One way to achieve this is to have 2 policies: One policy to enable a configuration change, and another to reverse or disable the change when it is not needed anymore. In the group policy list, you can then apply the ‘undo' policy first to all computers, and then apply the ‘do' policy afterwards to the required computers.

Another way would be to have 2 security groups so that all computers or users are members of just one of them. Apply the ‘do' policy to the first group and the ‘undo' policy to the second group. By moving computers from group to group you can then either apply or negate the policies.

The moral of the story: In order to ensure consistency and to make your life easier, you should have some mechanism to revert the results of a policy with persistent results.
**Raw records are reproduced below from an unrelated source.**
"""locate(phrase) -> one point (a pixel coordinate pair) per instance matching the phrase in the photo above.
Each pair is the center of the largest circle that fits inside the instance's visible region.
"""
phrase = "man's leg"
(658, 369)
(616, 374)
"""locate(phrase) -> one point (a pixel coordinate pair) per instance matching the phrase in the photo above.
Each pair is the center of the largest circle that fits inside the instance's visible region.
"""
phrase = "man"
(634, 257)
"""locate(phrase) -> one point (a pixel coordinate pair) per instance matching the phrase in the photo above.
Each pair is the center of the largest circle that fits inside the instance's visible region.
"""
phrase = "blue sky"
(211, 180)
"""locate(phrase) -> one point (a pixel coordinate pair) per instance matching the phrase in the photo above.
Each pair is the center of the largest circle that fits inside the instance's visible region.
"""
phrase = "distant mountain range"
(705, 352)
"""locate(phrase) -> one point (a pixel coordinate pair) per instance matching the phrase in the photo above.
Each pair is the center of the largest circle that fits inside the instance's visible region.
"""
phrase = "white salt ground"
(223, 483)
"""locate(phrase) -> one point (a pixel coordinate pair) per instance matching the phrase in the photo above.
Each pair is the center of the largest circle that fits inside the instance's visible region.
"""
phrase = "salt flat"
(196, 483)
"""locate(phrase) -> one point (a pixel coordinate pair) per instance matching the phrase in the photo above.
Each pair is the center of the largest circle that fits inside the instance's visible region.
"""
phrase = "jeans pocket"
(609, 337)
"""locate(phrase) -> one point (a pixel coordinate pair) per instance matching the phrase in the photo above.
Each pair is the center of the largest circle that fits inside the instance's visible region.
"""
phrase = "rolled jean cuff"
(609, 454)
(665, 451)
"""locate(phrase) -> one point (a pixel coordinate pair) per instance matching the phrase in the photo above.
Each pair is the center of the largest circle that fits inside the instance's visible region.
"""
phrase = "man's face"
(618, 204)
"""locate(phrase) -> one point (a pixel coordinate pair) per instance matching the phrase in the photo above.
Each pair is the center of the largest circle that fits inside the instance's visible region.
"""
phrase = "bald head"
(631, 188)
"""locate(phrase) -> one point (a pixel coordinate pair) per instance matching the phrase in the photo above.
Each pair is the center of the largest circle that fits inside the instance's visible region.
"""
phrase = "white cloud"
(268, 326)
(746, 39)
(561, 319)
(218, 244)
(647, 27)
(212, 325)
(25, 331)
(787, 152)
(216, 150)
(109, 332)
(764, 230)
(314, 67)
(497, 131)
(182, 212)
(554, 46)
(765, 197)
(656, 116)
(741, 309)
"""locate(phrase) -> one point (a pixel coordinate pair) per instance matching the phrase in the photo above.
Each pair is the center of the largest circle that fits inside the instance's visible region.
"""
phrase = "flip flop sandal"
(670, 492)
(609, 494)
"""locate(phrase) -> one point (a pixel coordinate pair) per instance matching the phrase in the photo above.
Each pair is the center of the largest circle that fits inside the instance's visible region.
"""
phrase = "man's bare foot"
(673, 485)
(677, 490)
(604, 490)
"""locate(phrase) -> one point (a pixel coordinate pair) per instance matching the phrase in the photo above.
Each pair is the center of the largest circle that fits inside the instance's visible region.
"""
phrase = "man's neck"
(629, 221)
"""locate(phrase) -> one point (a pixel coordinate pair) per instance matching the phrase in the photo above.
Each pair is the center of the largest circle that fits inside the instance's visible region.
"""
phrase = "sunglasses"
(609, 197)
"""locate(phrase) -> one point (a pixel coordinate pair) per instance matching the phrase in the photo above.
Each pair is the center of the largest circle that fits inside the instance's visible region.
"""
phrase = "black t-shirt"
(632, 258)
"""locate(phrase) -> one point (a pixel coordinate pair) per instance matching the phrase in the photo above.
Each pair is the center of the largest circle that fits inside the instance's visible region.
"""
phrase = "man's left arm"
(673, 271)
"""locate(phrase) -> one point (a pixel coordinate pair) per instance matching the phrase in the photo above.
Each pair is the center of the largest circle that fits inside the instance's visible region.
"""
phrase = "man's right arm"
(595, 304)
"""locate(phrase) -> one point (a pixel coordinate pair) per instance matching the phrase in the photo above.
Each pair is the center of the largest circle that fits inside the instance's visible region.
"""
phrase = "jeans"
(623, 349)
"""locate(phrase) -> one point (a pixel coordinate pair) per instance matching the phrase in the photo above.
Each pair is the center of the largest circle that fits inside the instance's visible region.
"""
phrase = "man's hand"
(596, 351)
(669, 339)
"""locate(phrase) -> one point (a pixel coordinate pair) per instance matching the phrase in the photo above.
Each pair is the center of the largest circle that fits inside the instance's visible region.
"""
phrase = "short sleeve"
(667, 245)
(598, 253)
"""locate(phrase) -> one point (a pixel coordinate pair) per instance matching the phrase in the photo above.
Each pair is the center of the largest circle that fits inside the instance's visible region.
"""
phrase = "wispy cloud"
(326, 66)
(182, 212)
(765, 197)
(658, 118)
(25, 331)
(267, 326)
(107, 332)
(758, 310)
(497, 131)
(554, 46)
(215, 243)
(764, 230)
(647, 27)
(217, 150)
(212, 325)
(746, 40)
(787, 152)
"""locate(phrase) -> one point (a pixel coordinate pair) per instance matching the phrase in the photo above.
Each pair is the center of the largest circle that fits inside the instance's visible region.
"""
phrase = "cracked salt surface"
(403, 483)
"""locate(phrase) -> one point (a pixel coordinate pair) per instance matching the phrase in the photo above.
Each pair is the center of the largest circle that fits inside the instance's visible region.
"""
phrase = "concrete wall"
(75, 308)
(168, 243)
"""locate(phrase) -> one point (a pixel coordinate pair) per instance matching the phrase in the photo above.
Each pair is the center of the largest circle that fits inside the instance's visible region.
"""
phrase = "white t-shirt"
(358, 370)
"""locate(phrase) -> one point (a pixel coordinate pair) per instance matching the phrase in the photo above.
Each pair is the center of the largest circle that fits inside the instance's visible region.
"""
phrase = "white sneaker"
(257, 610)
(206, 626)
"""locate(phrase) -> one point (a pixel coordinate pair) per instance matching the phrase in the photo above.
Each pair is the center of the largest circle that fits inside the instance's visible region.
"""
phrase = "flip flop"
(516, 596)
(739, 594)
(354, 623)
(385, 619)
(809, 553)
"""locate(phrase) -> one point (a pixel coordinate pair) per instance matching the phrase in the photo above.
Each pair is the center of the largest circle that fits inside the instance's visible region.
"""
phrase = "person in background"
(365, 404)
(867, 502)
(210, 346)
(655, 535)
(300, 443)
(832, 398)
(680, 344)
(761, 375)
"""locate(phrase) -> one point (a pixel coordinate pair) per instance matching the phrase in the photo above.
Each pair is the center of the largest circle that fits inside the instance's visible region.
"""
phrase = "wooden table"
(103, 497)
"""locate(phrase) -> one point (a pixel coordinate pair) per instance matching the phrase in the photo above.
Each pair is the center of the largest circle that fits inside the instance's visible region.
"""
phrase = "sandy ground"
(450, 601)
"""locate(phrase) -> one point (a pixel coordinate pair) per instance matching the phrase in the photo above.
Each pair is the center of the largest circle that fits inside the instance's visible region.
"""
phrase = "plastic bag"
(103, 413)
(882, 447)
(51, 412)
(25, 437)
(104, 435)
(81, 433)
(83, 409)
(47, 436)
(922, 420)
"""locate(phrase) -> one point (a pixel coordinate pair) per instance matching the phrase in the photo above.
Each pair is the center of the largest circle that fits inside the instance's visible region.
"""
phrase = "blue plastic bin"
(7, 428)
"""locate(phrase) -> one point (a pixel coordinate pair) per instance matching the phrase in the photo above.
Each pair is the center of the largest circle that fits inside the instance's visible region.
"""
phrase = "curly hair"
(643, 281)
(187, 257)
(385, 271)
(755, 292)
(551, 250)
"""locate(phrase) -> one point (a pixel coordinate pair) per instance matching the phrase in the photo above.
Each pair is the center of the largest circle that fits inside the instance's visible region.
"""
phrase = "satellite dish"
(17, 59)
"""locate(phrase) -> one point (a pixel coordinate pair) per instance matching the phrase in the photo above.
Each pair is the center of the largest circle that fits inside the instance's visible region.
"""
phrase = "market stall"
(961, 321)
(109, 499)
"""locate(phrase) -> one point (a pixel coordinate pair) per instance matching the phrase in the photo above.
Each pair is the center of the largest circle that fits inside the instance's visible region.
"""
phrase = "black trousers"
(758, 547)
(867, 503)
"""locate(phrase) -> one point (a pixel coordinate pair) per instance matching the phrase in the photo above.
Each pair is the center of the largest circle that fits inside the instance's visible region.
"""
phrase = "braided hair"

Disabling mass storage in a Windows network environment

vanDooren — Tue, 04 Dec 2007 10:58:00 GMT

One of the issues involved in running a pharmaceutical process network is that QA has to give its blessing to the network to allow your company to produce meds. For example, QA has to be convinced that all actions are auditable, that people don't have more rights than they should...One of the other things is that it should not be possible for users to copy data from the network, or put data on local computers. To achieve this, I needed to disable mass storage (floppy, CD, USB) on all computers that aer accessible by non-administrators. Lucky for me, there are only a handful of computers that are outside of a security controlled environment.I wanted to solve this with Group Policy to make it easy to modify

I also found 2 gotchas that you might want to avoid.

The first thing you need to do is to create a new policy using the administrative template described in this KB article, and then configure the correct settings to disable specific mass storage devices.

This alone is not enough, since it only works for devices that were already on the system when the policy was applied. If a user plugs in a new USB disk, the policy will be overridden and overwritten by the system.

To prevent that, you have to add a registry key to the registry security settings, and then set the permission for ‘SYSTEM’ and ‘domain\users’ to ‘Deny full control’

This will prevent the system and the user from accessing the USB mass storage driver when a new device is plugged in.

And because these changes persist even if the Group Policy is lifted, you need to make a second policy to undo these changes.